To determine the amount of Barium hydroxide needed to neutralize 500 kg of 18 molar Sulphuric acid, you will need to follow these steps:
Step 1: Determine the number of moles of Sulphuric acid present in 500 kg. To do this, we need to use the formula:
Moles = Mass / Molar mass
The molar mass of Sulphuric acid (H2SO4) is:
2(1.01 g/mol for hydrogen) + 32.07 g/mol (for sulfur) + 4(16.00 g/mol for oxygen) = 98.09 g/mol
Converting the mass from kilograms to grams:
Mass = 500 kg * 1000 g/kg = 500,000 g
Calculating the number of moles:
Moles = 500,000 g / 98.09 g/mol = 5096.4 mol
Step 2: Determine the stoichiometric ratio between Sulphuric acid (H2SO4) and Barium hydroxide (Ba(OH)2) by examining their balanced chemical equation:
H2SO4 + 2Ba(OH)2 -> BaSO4 + 2H2O
From the equation, we can see that 1 mole of Sulphuric acid reacts with 2 moles of Barium hydroxide.
Step 3: Calculate the amount of Barium hydroxide needed.
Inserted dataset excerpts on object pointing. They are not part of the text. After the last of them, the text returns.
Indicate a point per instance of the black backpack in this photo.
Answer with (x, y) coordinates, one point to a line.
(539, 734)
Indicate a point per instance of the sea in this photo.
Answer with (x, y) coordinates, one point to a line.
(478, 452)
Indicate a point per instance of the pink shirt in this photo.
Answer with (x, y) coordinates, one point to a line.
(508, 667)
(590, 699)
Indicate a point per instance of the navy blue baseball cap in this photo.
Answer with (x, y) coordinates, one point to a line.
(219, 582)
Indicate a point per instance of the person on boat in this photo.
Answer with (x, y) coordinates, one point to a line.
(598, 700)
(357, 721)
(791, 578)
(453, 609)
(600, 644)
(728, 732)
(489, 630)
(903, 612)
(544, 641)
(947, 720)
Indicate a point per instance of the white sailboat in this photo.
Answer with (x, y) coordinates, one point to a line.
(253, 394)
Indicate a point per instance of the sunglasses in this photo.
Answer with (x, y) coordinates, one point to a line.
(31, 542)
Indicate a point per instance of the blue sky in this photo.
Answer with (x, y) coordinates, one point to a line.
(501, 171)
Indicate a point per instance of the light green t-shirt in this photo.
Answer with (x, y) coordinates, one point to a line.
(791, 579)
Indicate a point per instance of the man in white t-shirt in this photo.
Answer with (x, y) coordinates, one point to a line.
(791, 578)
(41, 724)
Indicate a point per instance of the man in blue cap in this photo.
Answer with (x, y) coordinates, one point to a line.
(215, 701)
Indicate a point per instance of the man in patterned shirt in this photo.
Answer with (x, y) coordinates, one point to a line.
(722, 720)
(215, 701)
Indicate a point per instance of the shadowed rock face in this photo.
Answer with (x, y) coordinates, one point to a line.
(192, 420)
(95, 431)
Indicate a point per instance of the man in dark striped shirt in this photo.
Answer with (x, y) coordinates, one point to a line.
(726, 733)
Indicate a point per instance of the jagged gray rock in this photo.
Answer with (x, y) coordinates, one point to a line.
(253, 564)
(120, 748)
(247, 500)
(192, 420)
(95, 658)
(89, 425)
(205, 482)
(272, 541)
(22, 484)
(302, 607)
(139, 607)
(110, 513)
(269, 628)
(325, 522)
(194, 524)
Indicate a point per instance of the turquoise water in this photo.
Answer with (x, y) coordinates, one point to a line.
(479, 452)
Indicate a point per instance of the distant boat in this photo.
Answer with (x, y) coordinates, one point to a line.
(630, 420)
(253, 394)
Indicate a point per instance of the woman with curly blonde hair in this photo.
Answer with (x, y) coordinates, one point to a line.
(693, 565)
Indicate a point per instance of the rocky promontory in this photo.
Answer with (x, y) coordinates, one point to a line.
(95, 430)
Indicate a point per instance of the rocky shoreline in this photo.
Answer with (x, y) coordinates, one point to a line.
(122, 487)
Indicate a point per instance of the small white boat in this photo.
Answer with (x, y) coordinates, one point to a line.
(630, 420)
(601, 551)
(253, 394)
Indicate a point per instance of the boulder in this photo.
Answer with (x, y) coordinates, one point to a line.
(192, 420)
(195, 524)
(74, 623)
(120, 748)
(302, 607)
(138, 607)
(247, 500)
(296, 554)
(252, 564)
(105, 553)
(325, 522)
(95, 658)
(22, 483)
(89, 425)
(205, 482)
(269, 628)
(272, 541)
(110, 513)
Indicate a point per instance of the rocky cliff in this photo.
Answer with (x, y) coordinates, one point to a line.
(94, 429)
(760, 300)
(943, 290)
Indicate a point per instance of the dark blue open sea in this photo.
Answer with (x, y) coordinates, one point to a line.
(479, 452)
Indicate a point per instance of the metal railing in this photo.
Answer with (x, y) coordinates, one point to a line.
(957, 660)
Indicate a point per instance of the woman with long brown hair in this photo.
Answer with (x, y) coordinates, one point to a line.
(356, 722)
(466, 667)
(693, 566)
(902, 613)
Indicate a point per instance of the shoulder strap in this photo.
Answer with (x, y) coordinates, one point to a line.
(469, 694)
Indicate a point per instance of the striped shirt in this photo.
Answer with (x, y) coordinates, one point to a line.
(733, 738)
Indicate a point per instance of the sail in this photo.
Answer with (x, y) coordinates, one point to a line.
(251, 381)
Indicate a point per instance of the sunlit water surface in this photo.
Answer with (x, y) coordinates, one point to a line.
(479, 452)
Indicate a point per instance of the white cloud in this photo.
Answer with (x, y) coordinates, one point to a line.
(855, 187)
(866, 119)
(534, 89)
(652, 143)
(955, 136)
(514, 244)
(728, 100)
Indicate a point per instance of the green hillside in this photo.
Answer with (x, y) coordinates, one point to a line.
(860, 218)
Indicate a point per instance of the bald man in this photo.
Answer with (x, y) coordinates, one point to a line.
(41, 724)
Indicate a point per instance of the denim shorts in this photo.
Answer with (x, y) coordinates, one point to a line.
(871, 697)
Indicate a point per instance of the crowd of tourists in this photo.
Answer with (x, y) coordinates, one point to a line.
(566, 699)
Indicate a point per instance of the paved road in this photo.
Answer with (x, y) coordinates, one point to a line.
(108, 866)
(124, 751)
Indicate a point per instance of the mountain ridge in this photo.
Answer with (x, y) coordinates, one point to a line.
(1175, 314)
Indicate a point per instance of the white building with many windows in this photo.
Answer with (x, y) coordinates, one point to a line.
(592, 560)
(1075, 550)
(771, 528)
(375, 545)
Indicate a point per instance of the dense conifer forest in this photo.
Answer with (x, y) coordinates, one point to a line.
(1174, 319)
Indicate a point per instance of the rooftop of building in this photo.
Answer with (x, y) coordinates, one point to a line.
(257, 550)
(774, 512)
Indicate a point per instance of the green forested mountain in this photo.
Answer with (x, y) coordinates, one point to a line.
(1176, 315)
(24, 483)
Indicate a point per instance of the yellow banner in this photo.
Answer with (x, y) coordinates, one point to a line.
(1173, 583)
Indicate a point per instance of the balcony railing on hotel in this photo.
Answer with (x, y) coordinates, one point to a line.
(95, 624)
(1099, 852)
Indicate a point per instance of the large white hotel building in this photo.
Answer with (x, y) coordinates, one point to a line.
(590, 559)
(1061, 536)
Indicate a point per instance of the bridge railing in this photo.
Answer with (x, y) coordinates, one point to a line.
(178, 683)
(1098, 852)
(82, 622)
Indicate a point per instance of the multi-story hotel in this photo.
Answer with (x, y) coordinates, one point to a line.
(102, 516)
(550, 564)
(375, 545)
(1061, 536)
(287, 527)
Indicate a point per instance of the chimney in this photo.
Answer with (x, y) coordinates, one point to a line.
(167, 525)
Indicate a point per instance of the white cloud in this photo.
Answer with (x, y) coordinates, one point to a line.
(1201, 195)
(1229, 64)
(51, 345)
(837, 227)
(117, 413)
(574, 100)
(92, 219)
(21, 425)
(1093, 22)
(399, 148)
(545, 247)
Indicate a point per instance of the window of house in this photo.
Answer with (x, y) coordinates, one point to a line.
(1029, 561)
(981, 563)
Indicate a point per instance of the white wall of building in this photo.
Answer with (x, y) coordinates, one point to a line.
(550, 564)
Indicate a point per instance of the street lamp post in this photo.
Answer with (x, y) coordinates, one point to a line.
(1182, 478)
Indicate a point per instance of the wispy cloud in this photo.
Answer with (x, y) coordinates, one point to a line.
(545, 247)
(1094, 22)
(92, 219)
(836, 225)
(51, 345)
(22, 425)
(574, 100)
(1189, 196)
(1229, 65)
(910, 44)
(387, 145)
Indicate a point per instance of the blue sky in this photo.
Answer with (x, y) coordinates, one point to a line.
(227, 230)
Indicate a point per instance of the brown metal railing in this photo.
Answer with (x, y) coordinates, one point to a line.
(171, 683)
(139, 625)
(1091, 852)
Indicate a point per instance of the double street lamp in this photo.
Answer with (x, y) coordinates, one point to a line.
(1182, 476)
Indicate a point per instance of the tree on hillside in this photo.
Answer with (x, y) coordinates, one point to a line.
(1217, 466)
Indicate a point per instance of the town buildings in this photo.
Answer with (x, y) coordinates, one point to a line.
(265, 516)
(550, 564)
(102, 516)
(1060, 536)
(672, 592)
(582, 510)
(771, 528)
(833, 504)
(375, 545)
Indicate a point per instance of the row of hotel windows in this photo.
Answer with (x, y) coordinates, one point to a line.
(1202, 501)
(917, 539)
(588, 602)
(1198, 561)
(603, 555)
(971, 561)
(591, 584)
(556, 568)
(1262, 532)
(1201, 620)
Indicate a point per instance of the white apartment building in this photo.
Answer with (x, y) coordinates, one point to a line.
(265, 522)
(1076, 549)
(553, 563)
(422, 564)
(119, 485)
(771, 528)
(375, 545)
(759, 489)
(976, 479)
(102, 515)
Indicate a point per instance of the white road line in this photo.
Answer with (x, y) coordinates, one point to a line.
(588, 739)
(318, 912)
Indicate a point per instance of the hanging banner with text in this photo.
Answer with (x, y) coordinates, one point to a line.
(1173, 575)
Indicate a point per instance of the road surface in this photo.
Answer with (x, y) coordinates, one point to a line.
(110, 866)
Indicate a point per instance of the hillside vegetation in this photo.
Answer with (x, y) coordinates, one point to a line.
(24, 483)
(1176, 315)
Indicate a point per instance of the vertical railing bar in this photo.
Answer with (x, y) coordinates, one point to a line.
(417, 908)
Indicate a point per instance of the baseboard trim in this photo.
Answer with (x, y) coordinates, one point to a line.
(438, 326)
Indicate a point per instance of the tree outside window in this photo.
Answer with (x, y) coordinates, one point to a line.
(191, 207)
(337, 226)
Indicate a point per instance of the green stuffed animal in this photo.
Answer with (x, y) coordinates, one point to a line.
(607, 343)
Since the stoichiometric ratio is 1:2 (Sulphuric acid:Barium hydroxide), you need double the number of moles of Sulphuric acid.
Number of moles of Barium hydroxide = 2 * Moles of Sulphuric acid = 2 * 5096.4 mol = 10192.8 mol
Step 4: Convert the number of moles to the amount of Barium hydroxide in grams. First, determine the molar mass of Barium hydroxide (Ba(OH)2):
(1.01 g/mol for hydrogen) + 16.00 g/mol (for oxygen) + 137.33 g/mol (for barium) = 171.33 g/mol
Calculating the mass:
Mass = Moles * Molar mass = 10192.8 mol * 171.33 g/mol = 1748.5 kg
Therefore, approximately 1748.5 kg of Barium hydroxide is needed to neutralize 500 kg of 18 molar Sulphuric acid.